At Tuesday’s county Board of Supervisors meeting, officials managing the Santa Ana Riverbed as a flood control channel said homeless encampments keep popping up.
Even when the county puts up fencing, people find their way back into the riverbed, officials said at the meeting.
In 2018, the county’s clearing of an encampment along that same area set years of federal lawsuits into motion on the homeless’ behalf, partly prompting plans for Santa Ana’s Carnegie shelter.
Santa Ana city officials now say their shelter’s fate “hangs in the balance,” after developers Ryan and Jeremy Ogulnick have “substantially slowed” ongoing work in a “cunning ploy” to strip the city’s ability to purchase the property at a later date, according to the city’s March 21 legal filing.

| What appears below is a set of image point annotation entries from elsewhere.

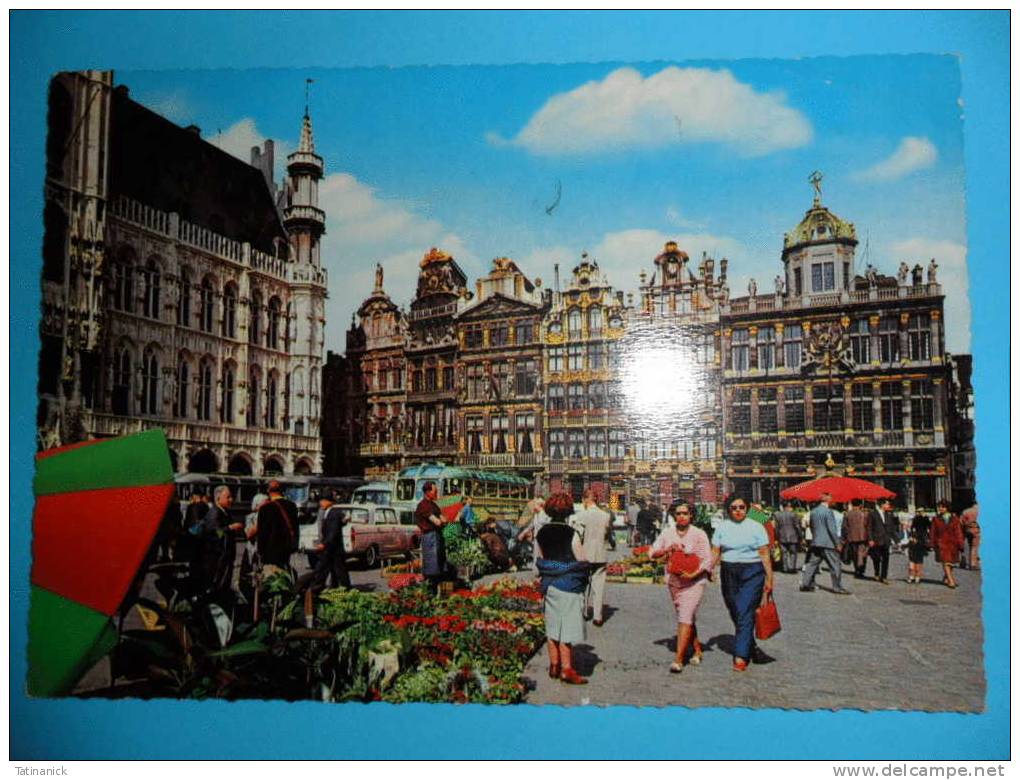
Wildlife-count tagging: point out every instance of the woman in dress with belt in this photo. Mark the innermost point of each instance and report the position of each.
(560, 560)
(747, 573)
(687, 587)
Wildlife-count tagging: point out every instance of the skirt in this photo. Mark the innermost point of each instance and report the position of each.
(564, 616)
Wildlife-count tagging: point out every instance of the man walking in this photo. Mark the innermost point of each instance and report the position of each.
(856, 529)
(824, 543)
(884, 526)
(789, 535)
(596, 524)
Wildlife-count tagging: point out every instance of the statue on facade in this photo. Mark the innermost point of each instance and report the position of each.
(903, 273)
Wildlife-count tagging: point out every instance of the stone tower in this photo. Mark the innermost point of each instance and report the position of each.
(305, 223)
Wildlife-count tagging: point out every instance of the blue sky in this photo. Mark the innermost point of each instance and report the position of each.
(714, 154)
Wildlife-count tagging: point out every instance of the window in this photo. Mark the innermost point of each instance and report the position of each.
(575, 444)
(151, 280)
(617, 444)
(184, 300)
(575, 357)
(888, 339)
(922, 406)
(860, 342)
(475, 381)
(557, 445)
(822, 277)
(150, 382)
(524, 424)
(556, 403)
(768, 421)
(793, 402)
(255, 324)
(123, 286)
(120, 398)
(207, 298)
(742, 411)
(919, 336)
(741, 349)
(272, 331)
(864, 417)
(226, 405)
(499, 335)
(573, 323)
(500, 430)
(575, 396)
(556, 359)
(526, 376)
(181, 402)
(766, 348)
(891, 404)
(827, 407)
(792, 342)
(271, 397)
(474, 430)
(231, 311)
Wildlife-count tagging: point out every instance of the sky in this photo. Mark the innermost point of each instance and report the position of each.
(714, 155)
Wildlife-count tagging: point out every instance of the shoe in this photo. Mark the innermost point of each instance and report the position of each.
(570, 677)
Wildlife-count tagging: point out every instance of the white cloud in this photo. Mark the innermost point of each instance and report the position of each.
(913, 154)
(626, 110)
(952, 259)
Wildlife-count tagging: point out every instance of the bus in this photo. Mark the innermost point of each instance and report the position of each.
(502, 496)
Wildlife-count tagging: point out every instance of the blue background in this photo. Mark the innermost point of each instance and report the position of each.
(45, 42)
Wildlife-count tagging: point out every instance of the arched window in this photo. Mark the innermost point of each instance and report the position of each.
(205, 390)
(226, 404)
(231, 311)
(255, 322)
(184, 301)
(151, 281)
(270, 401)
(181, 406)
(208, 295)
(254, 385)
(272, 331)
(150, 382)
(120, 398)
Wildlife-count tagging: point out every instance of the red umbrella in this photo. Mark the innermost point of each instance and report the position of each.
(840, 488)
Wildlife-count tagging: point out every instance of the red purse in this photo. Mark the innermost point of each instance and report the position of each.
(682, 563)
(767, 620)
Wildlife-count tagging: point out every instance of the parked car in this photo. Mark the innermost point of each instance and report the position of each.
(370, 533)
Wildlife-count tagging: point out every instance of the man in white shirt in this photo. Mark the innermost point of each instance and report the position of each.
(596, 523)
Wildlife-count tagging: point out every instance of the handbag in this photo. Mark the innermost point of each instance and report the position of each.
(766, 619)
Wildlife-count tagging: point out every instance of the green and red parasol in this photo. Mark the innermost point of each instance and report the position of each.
(98, 507)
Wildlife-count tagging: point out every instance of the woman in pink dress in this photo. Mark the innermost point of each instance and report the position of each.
(686, 588)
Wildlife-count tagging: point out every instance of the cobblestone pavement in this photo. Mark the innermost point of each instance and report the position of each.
(896, 646)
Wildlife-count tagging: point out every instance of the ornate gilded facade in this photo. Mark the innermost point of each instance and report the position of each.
(836, 367)
(181, 291)
(499, 371)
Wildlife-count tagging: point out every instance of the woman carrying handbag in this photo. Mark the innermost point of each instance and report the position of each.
(687, 572)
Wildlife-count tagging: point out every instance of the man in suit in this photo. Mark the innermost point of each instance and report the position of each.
(824, 543)
(789, 535)
(856, 528)
(884, 526)
(596, 524)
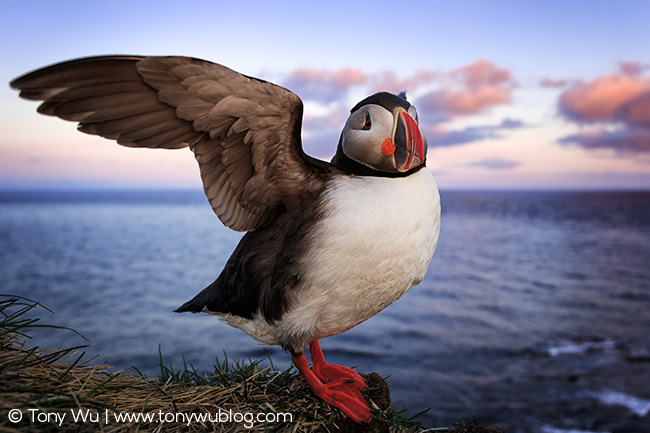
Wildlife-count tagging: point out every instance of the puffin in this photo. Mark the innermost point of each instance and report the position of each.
(328, 245)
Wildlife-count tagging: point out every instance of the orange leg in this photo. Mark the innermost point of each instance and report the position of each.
(337, 392)
(328, 372)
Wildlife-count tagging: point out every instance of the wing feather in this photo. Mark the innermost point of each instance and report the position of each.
(244, 132)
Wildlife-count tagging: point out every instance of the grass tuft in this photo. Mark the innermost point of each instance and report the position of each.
(62, 384)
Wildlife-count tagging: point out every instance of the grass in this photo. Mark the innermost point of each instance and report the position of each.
(52, 387)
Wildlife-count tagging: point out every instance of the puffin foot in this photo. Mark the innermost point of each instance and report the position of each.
(340, 393)
(331, 372)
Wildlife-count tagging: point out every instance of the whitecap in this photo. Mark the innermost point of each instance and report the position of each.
(576, 348)
(549, 429)
(637, 405)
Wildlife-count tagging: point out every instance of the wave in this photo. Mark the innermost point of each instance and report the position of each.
(582, 347)
(639, 406)
(549, 429)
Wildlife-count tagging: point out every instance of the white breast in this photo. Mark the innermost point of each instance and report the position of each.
(375, 241)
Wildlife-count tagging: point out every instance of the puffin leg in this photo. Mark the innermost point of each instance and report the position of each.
(337, 393)
(328, 372)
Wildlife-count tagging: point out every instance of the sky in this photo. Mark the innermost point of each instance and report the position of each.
(510, 94)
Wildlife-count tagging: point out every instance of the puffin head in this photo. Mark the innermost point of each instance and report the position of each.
(381, 136)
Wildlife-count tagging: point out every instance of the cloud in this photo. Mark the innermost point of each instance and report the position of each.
(440, 137)
(624, 141)
(468, 90)
(324, 85)
(613, 111)
(495, 164)
(440, 96)
(552, 83)
(632, 68)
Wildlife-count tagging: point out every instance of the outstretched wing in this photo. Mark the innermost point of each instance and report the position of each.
(244, 132)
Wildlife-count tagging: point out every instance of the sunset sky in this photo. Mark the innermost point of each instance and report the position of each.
(510, 94)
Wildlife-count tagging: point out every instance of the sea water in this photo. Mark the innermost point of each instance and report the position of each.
(534, 315)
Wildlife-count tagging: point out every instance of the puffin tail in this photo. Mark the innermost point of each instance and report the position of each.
(198, 303)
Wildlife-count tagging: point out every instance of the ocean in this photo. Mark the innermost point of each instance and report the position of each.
(534, 315)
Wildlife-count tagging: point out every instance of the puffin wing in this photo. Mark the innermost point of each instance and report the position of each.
(244, 132)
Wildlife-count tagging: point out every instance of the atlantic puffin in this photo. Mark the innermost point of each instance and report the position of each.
(328, 245)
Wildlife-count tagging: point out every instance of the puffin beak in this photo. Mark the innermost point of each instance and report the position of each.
(410, 148)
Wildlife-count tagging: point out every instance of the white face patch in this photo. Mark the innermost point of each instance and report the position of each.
(363, 136)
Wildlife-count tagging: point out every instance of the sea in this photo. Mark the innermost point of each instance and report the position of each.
(534, 316)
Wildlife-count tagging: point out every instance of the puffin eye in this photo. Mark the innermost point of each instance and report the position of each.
(367, 124)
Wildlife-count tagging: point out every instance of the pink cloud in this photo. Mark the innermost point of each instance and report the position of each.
(324, 84)
(470, 90)
(632, 68)
(550, 82)
(602, 98)
(621, 100)
(388, 81)
(460, 92)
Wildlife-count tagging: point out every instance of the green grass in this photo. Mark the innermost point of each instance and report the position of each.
(63, 380)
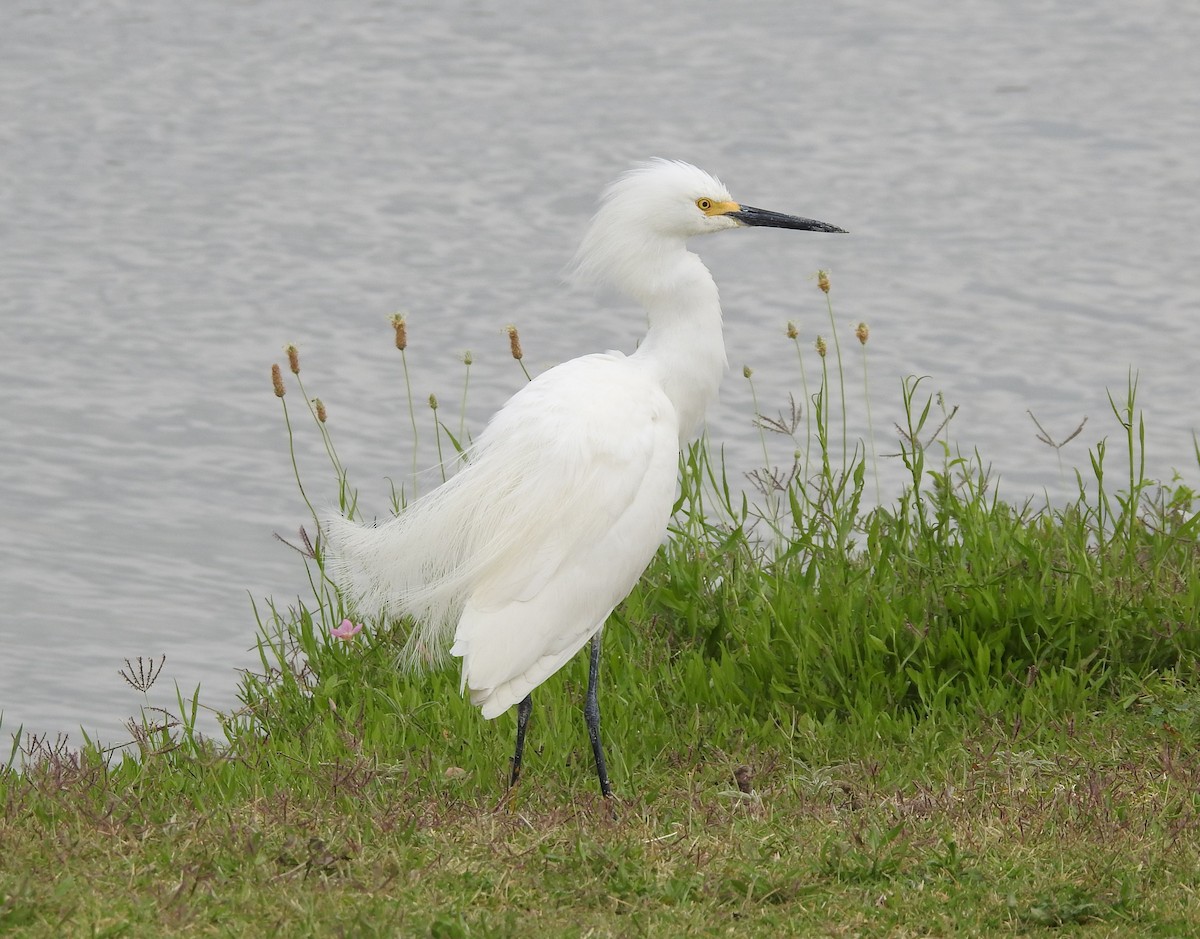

Ryan Ogulnick, a well-known developer in Santa Ana, has been a force in local politics for years, becoming one of the principal financiers of local city council campaigns, and is also known for his now-dead proposal to build a controversial apartment complex in the Park Santiago neighborhood.
According to the federal filing by the City of Santa Ana, the city’s relationship with the Ogulnicks has soured.
The Ogulnicks “appear to be motivated” by their belief that “the Carnegie Property is now worth more than the purchase price agreed to with the City and a desire to delay the sale for tax purposes,” according to a Tuesday news release the city sent out publicizing the lawsuit.
In the lawsuit, officials say the Ogulnicks advised city staff that expenses from subcontractors “were higher than expected” and thus work had to slow or pause while they investigated this.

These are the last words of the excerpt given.